By James Kirby

Geoff Wilson, the fund manager who galvanised Australian superannuation investors into a very effective lobby against the ALP’s franked dividend scheme in the last election, has staged a late entry into Saturday’s poll with a call for Labor to match the Coalition’s pledge to avoid making adverse changes to super.

Wilson has watched the ALP move to match the Coalition’s recent election initiatives such as the expansion of both the home downsizing scheme and wider access to the Commonwealth Seniors Health Card program: “They should now match the promise to leave super alone,” says Wilson.

As chairman of the $5bn Wilson Asset Management group, the veteran fund manager has penned a letter to his 120,000 shareholders – who are mostly self-managed super fund members – to raise awareness of what he sees as a continuing threat to super. Wilson has asked the Liberal, National and Labor parties to formally respond.

Wilson spells our four key areas of concern where he says the ALP has so far sidestepped making any public commitments towards preserving the current system. In contrast the ALP has explicitly ruled out changes to established tax arrangements such as negative gearing.

“Investors need to know they can depend on the super system in order to make long-term plans – we think it is time for the parties to be very clear on what they will do should they win power,” he says.

Wilson says he is asking the major parties to confirm they will not:

  • Make any negative changes to superannuation carry-forward, or catch-up, contributions which are mainly used by workers who have irregular work patterns, especially working mothers.
  • Alter the ability of retirees up to the age of 74 to make contributions without meeting the “work test”. According to Wilson: “This affords older Australians, including self-funded retirees, greater flexibility to contribute to their superannuation. It covers situations where they come into money later in life – eg, through inheritance”.
  • Further lower the Division 293 tax threshold – this is an extra tax paid by high earners relating to super – it cuts in at salary levels of $250,000 or above, it was previously $300,000.

Wilson also wants long-term security for users of the government’s downsizing program which makes it easier to put money from the sale of a family home into super.

The program is set to be generously expanded regardless of the election outcome due to the ALP matching the Coalition’s promise to widen access to the scheme that allows up to $600,000 to be put in super outside contribution rules.

Under the expanded scheme more than one million older Australians are to be made eligible – since the age entry will be dropped to 55. The age limit was only recently reduced from 65 to 60 – that change was due to begin on July 1 this year.
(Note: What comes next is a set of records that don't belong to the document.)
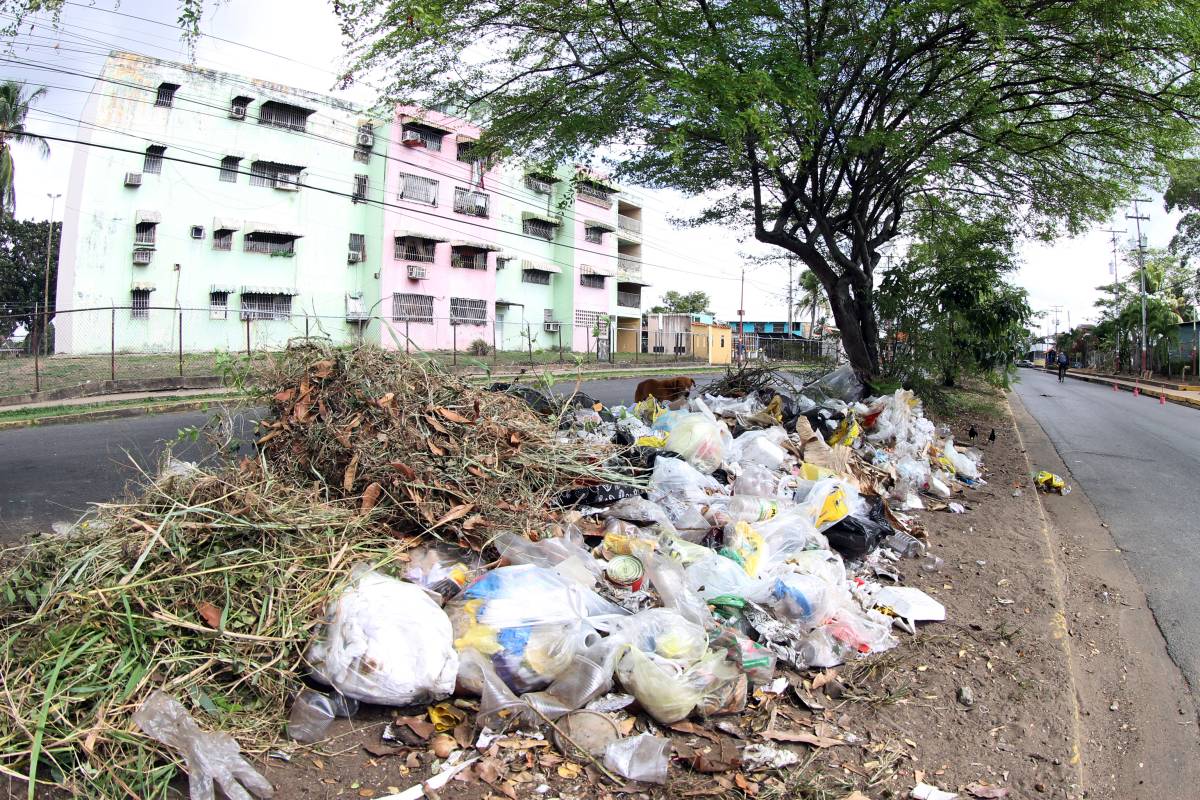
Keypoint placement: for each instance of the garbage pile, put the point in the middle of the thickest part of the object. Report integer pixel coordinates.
(588, 575)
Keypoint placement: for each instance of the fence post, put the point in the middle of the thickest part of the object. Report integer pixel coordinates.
(37, 350)
(180, 342)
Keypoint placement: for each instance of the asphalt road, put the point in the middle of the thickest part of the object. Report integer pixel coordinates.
(1139, 464)
(52, 473)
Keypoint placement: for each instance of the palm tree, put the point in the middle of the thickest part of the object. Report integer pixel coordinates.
(811, 298)
(13, 107)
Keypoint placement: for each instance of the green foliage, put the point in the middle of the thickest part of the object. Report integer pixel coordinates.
(817, 126)
(23, 270)
(676, 302)
(949, 308)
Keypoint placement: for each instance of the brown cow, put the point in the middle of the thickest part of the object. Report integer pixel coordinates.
(665, 391)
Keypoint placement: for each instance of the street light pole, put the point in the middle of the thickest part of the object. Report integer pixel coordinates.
(1137, 216)
(46, 283)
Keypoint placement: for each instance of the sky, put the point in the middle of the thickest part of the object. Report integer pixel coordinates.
(299, 43)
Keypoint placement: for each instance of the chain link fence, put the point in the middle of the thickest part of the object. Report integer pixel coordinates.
(139, 342)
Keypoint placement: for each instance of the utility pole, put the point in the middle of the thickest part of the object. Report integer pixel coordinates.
(1116, 289)
(46, 284)
(1137, 216)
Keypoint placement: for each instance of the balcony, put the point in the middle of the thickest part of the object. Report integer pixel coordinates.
(629, 265)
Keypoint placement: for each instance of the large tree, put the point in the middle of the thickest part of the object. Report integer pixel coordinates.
(817, 124)
(23, 271)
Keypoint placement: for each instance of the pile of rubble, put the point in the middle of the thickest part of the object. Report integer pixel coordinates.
(597, 576)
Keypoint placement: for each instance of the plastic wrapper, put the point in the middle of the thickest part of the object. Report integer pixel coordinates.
(385, 642)
(210, 758)
(756, 481)
(682, 480)
(529, 621)
(699, 440)
(640, 758)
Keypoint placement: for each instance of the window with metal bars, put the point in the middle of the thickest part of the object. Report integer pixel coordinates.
(229, 168)
(539, 228)
(423, 136)
(535, 276)
(467, 311)
(166, 94)
(418, 188)
(468, 258)
(219, 305)
(412, 308)
(144, 234)
(269, 244)
(267, 173)
(413, 248)
(359, 245)
(265, 306)
(283, 115)
(139, 304)
(153, 162)
(471, 203)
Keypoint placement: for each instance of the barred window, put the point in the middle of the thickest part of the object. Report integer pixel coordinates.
(412, 248)
(466, 311)
(423, 136)
(283, 115)
(229, 169)
(219, 305)
(539, 228)
(139, 304)
(412, 308)
(418, 188)
(359, 245)
(468, 258)
(144, 233)
(471, 203)
(154, 158)
(269, 244)
(265, 306)
(166, 94)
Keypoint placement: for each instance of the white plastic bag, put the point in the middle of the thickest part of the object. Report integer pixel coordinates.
(385, 642)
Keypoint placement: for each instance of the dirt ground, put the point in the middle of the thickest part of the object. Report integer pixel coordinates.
(979, 703)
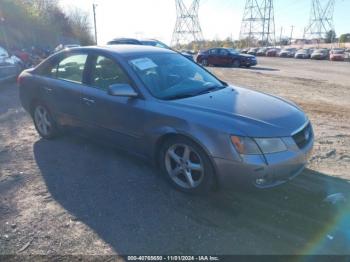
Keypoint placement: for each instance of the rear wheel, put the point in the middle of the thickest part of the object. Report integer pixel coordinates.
(44, 123)
(186, 166)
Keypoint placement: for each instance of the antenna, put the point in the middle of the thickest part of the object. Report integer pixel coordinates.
(187, 27)
(258, 23)
(321, 19)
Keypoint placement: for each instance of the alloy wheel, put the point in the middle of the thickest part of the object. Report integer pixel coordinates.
(184, 166)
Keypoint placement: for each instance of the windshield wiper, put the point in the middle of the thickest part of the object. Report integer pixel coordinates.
(179, 96)
(209, 90)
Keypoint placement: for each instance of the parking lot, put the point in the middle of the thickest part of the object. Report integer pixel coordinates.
(73, 196)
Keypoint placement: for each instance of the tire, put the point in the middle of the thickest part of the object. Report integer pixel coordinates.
(44, 122)
(192, 170)
(236, 63)
(205, 62)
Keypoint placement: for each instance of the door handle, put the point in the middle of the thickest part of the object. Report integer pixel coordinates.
(88, 101)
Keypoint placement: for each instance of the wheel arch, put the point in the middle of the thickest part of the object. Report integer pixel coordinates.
(166, 136)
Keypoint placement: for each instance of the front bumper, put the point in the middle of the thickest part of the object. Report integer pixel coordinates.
(266, 171)
(250, 62)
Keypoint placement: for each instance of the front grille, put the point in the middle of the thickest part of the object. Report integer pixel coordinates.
(303, 137)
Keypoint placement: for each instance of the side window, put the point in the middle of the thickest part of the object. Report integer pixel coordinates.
(3, 53)
(70, 68)
(106, 72)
The widening access to the downsizer program has been welcomed by a spectrum of stakeholders in super from pensioner groups to industry super funds such as UniSuper, where CEO Peter Chun, suggested: “This proposal removes a key barrier for people in their 50s and early 60s who are ineligible for downsizer contributions. Pre-retirees who wish to downsize as children finish education and move out of home shouldn’t be penalised.”